Литмир - Электронная Библиотека
A
A

Тогда я подумал, что Эриксона ждут большие сложности с защитой своей позиции. А сейчас, каждый раз, когда я пыта­юсь упростить сложные процессы, особенно при описании рабо­ты Эриксона, мне сразу же вспоминается опыт, полученный мною тем солнечным днем в Фениксе.

3. Вклад Эриксона в психотерапию (1982)

Я представлю вам некоторые случаи из опыта личного обще­ния с Милтоном Эриксоном и попытаюсь передать мое понима­ние этого необыкновенного человека и его работы. Я много пи­сал об эриксоновской терапии, но ее основатель остается для меня загадкой. Хотя мы общаемся много лет, понять его до конца я никогда не мог. Проведя с ним в беседах сотни часов, я знаю его гораздо хуже, чем тех, с кем общаюсь поверхностно. За свою жизнь я изучал многих психотерапевтов, а Эриксона глубже, чем кого бы то ни было. Научившись многим из его те­рапевтических приемов, я использовал их в своей практике и преподавании. Не проходило и дня, чтобы я не применил в моей работе чего-либо из того, что узнал от Эриксона. И все же основные его идеи я ухватил лишь частично. Я чувствую, что если бы понял более точно то, что Эриксон пытался объяс­нить об изменении людей, мне бы открылись новые горизонты в терапии.
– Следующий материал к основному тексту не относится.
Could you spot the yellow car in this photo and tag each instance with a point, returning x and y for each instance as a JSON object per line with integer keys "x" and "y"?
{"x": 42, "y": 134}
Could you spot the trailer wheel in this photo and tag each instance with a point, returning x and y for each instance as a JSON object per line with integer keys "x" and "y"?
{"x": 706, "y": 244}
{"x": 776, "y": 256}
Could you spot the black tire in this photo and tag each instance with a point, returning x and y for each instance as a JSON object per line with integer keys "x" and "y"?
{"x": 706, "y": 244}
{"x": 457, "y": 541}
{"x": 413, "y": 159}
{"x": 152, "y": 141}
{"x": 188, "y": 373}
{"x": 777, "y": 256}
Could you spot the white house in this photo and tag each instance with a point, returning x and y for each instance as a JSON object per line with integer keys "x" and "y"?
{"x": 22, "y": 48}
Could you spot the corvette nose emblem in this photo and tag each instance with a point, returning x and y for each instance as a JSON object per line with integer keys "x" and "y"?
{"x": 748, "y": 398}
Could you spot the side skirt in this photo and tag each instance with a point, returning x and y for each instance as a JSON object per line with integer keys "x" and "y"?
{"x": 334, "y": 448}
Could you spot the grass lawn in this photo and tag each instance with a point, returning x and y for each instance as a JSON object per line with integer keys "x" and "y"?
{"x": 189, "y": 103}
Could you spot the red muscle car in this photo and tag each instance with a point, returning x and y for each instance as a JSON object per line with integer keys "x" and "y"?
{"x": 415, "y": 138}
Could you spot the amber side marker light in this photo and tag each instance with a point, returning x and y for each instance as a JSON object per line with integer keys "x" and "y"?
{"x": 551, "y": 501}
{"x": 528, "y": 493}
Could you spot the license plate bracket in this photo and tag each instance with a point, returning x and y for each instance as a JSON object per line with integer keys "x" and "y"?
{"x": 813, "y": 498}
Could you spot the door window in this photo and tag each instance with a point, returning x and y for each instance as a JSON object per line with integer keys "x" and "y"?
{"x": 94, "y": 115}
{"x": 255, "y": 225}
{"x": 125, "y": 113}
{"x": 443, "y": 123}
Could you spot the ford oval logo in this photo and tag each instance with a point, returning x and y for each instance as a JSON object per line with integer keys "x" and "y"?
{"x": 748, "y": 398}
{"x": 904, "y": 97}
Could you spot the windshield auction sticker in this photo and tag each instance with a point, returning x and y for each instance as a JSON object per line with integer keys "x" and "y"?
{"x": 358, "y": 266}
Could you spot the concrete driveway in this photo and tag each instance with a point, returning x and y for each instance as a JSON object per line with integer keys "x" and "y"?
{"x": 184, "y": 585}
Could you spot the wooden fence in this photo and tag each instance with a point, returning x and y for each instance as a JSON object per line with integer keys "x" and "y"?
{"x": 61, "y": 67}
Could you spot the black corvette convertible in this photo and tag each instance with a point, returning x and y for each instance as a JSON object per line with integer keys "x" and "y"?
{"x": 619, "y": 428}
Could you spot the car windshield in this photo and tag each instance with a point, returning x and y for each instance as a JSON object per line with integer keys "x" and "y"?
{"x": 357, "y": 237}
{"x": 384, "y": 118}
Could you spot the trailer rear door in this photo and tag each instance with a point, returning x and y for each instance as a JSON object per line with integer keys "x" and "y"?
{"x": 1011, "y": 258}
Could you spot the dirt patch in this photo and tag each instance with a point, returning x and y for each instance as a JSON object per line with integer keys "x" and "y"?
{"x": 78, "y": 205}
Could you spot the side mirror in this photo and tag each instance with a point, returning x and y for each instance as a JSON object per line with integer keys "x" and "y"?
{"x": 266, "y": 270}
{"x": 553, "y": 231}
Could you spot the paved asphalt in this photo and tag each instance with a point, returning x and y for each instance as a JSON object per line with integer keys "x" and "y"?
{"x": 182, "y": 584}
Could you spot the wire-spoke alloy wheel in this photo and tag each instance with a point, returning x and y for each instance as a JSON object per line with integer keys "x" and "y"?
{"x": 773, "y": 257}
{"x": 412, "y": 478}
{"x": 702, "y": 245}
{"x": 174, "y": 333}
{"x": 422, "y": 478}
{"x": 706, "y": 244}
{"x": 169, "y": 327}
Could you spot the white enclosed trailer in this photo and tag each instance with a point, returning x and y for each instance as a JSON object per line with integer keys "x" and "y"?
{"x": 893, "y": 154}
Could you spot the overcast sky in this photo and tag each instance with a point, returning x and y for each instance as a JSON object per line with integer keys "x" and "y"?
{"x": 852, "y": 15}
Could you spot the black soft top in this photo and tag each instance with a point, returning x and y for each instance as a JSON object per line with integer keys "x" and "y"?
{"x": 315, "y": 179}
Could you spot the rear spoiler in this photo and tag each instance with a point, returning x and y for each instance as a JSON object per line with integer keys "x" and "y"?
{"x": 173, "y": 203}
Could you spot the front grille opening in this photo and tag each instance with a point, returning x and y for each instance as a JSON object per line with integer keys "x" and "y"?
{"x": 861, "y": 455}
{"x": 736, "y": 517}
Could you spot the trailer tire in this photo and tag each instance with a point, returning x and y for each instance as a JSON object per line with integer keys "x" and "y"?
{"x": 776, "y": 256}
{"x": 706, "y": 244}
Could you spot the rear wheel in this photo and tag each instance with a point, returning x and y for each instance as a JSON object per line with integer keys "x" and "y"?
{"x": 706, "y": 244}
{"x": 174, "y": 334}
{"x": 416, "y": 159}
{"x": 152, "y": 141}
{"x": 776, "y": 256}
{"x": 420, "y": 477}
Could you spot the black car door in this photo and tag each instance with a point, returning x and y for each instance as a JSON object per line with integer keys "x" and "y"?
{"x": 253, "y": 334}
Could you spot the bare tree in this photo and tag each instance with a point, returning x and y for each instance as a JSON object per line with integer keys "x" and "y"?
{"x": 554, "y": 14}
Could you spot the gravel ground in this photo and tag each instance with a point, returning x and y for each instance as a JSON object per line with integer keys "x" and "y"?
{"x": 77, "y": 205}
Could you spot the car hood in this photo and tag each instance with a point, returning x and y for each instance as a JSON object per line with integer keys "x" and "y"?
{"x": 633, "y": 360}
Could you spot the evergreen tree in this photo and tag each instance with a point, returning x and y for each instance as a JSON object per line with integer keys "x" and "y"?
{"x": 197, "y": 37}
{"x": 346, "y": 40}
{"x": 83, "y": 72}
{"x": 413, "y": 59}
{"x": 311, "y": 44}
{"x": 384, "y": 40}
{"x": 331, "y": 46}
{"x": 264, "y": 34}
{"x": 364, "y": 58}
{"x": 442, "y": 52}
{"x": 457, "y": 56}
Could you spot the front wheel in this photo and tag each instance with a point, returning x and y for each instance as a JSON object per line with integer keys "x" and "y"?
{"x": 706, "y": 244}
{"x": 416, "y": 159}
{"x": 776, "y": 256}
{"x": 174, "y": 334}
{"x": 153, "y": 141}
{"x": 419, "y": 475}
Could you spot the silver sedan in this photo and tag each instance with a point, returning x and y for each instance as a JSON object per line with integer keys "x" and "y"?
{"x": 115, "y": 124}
Эриксон никогда не делал секрета из своей работы. Вполне возможно, что он был самым открытым для публики терапевтом за всю историю психотерапии. На протяжении многих лет он проводил семинары и мастерские для больших аудиторий как у себя на родине, так и за рубежом. Он опубликовал более ста работ. Тысячи посетителей, поодиночке и группами, приезжа­ли поговорить с ним. Его лекции, демонстрации и беседы запи­сывали на пленку чаще, чем любого другого практикующего те­рапевта. Он щедро отдавал себя и свои знания всем заинтересо­ванным. И хотя Эриксон любил показывать, что вам еще учиться и учиться, он никогда не пытался казаться загадочным или непонятным. Он старался упростить и объяснить свои идеи так, чтобы их мог понять любой. Порой он терялся, когда мно­гие из нас понимали его идеи лишь частично. Сколько раз на протяжении многих лет я спрашивал его, почему он делает что- то в терапии, а он отвечал: “Это же очевидно”. Я говорил: “Нет, Милтон, это не очевидно” — и продолжал расспрашивать его только для того, чтобы обнаружить новую и неожиданную сложность в его мыслительном процессе.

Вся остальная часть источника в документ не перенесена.